We looked at photographs of Swedish dads by Johan Bavman, doing mundane things such as brushing their kids' teeth and vacuuming with a baby strapped to their backs, then wrote stories inspired by the images. We rewrote the fairytale of Cinderella in order to make it more equitable. We dug into memories of doing things with Mum, then writing fiction which recast those activities so that we were doing them with Dad, and vice-versa. We imagined a world in which people did not have genders, a la Ursula K. Le Guin's The Left Hand Of Darkness, and tried to write dialogue in which genderless partners had arguments about housework.

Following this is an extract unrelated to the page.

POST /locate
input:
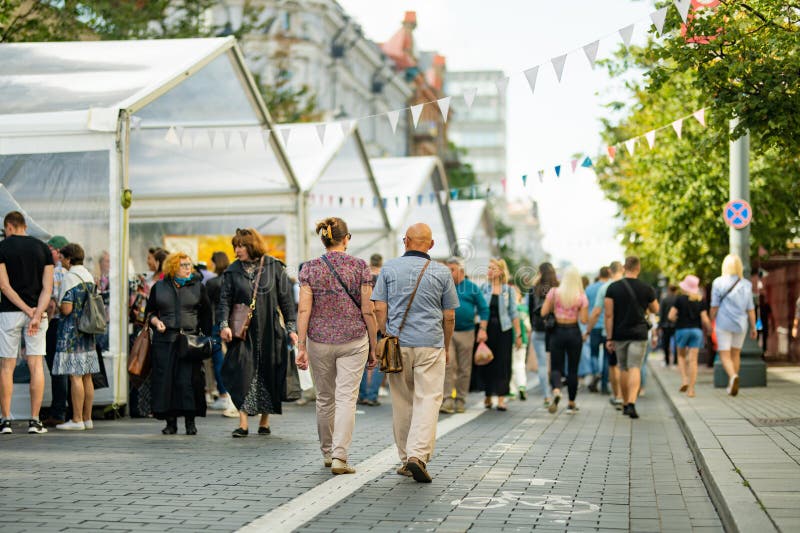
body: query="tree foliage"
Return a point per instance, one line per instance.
(671, 197)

Most powerfully, we listened to one another - women and men - speak about how things were in our own homes. How our fathers did or did not help out, or saw looking after us was our mothers' responsibility, and how these memories and emotions affected us long into adulthood.
We spoke about making it a point to train our children, boys and girls alike (but, perhaps, especially boys), to be proficient in household chores. We spoke of reverse discrimination, in the form of deriding men's efforts at taking on the housework or assuming that they always needed looking after.
Over the years, as a full-time writer of fiction, co-running a family with a freelance writer and editor, I've had to contend with the issue of housework from various angles. I am able to write short stories and publish them because of my husband's strong support and flexible schedule, which allows him to take on the bulk of household chores and parenting when I'm either away on writing residencies or am physically present but have my head in the clouds.
As far as equal division of labour at home goes, we have it good. Still, there are always kinks to iron out and the odd disagreement.
For a while, I went around with a general feeling of malaise, unable to make simple decisions or keep appointments, even though the Supportive Spouse was the one tackling cooking, laundry and tidying up. It finally dawned on me that I was carrying the mental load - being on stand-by when the kids came home from school, taking note of home repairs.
Even tech and apps, which supposedly cut time spent on housework for women, didn't help. Sure, my menfolk knew how to use the FoodPanda app to order their food, but it often fell on me to sound the reminder that dinner time was almost upon us and they still hadn't decided what to eat.
The thing with mental loads, however, is that it's invisible, and couples often have a perception gap about who does more. What makes the housework divide between two people even more insidious is that we all have different standards when it comes to cleanliness and comfort.
Recently, perturbed and nauseated by a mysterious stench coming from our kitchen, I moved for a few days to a friend's empty apartment. Meanwhile, my menfolk continued blithely at home, unaffected. When I finally returned, in full Nancy Drew mode, I discovered the source as a bowl of unidentified goo left in the microwave oven for weeks.
Back at the We Are A Writing Workshop, it felt safe and therapeutic to talk about housework seriously and to privilege it as something worth writing about. After all, if women do most of it, then it is a reality that bears scrutiny and elevating with lyricism.
I raised the question: Is it ever possible to un-gender the home, given that so much of our society and upbringing is still arranged along biological lines? I don't have the answer. But I do know that talking about it openly - changing the perception that one does not air one's housework dirty laundry in public - and compassionately is the first step in seeing alternatives to what we are used to.
Things may never be perfect, but art, writing and dialogue let us see what fairer looks like.